October 10, Preston:

Wake up on the tour bus outside the venue, named 53 Degrees, which is purpose built, clean and new. It's part of the University of Lancaster, so the surrounding area is full of student cafes, unions, and vaguely hard looking students. There's also a poster fair on which I have a browse around. It's almost identical to the Fresher's Week poster fair I went to back in 1995 when I was a fresh-faced first year. I suppose it's quite reassuring that one constant in student life throughout the decades, is a picture of Bob Marley smoking a joint on the kitchen wall of the student halls.

The concert in the evening is very warm and very loud. We're cramped onto a smaller stage (it seems we're not as popular in Preston as originally thought), but it actually makes for a exciting performance, and the crowd seem to enjoy it. We're at a good place with the band now, that we can choose a different set list each night to suit the venue and the audience.

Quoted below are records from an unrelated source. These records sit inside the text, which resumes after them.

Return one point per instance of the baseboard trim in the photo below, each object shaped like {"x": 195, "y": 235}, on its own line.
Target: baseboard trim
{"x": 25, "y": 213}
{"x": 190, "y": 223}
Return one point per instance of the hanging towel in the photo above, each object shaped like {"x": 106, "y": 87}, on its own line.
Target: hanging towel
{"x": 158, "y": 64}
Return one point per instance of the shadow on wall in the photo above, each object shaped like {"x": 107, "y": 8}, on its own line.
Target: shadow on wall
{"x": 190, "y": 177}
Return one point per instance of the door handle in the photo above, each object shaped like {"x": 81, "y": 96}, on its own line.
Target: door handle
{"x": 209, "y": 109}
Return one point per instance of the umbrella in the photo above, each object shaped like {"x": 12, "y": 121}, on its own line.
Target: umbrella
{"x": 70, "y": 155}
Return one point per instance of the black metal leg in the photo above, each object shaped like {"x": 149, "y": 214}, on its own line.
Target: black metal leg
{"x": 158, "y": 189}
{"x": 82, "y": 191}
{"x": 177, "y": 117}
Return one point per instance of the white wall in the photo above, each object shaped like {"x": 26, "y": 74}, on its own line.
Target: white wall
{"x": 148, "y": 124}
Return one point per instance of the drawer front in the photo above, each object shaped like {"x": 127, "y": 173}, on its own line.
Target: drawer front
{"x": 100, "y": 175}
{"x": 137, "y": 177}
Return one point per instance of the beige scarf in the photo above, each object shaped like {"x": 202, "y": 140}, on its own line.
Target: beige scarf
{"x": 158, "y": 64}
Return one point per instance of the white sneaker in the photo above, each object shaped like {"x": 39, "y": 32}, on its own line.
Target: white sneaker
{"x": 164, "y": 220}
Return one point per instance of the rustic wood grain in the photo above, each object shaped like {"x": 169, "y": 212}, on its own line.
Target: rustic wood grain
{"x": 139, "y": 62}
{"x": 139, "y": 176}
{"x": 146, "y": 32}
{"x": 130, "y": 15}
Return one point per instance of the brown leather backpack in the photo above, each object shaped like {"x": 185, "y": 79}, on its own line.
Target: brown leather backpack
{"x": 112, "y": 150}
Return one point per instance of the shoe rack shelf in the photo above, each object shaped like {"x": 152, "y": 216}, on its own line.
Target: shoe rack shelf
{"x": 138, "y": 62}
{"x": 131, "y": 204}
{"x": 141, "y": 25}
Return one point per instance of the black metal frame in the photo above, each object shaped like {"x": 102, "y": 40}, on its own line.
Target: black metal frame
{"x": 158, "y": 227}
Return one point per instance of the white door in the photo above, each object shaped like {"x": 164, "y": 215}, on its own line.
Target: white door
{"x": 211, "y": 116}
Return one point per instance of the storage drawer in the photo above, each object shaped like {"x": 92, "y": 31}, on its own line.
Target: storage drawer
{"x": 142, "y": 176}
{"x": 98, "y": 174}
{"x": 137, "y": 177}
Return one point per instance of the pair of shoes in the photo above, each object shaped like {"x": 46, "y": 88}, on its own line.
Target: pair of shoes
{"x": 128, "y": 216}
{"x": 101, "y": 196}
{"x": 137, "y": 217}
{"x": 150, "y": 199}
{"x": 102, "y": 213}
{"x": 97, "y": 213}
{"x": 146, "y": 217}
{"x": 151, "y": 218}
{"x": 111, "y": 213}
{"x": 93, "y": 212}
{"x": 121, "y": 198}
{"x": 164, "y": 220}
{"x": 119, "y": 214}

After the concert sit around in the enormous dressing room, listening to the new CD by the Icelandic band Mum, chatting to the guys from The Twilight Sad. The conversation moves onto the tour bus, and it's about 4am by the time they leave for their local B&B and we leave for the drive to Leicester. 


October 9, Liverpool:

The venue is the Liverpool Academy, where we've played before several times. Liverpool is a strange city for Idlewild, sometimes a lot of people come, sometimes not so many. The promoter tells me that he's having a hard time selling out any gigs these days. What with less people buying albums and less people going to concerts, the future's not looking so bright for musicians. Still, you can't let that bother you on the first day of a month long tour.

I've never properly explored Liverpool I'm ashamed to say, despite many visits, and I don't do it again, I spend the time from when we arrive until we play sitting in the dressing room reading the Roger Deakin book 'Wildwood' and imagining myself living self sufficiently in an oak wood cabin deep in the forest.

Rod slips while he's watching the (excellent) opening band, The Twilight Sad and falls down a (fairly small) flight of stairs. It's enough to cause him considerable pain, distress and worry, but it all looks ok when we take the stage, until he pulls a move onto the monitor and falls over onto his already battered elbow. It overshadows the show somewhat and afterwards he's taken to the A&E in Liverpool where, after a three hour wait, he's told that he's got a slight hairline fracture, but that he'll be ok with painkillers and if he rests his arm as much as possible.

The concert itself is good fun, although we're all exhausted by the tenth song. Playing rock shows in sweaty clubs is hard work when you've not been so used to it. We've got a dedicated set of fans, it's true, and we're playing a lot of older songs on this tour that we rarely play. I suppose it's an invisible thank you from us to them. After the concert we settle into the usual routines of drinking beer and chatting to the other bands on the bill and various guests, known by those who work in venues as 'liggers', but i prefer to call them guests. End the evening all crammed into the back lounge of the tour bus watching a live Pearl Jam DVD. We opened for Pearl Jam on tour a few years ago, and they're one of the few bands that we all agree on. I go to bed when Gareth and Sound Man Richie start having a heated debate on the merits of progressive soft metal balladeers Rush. There's only so much one man can take.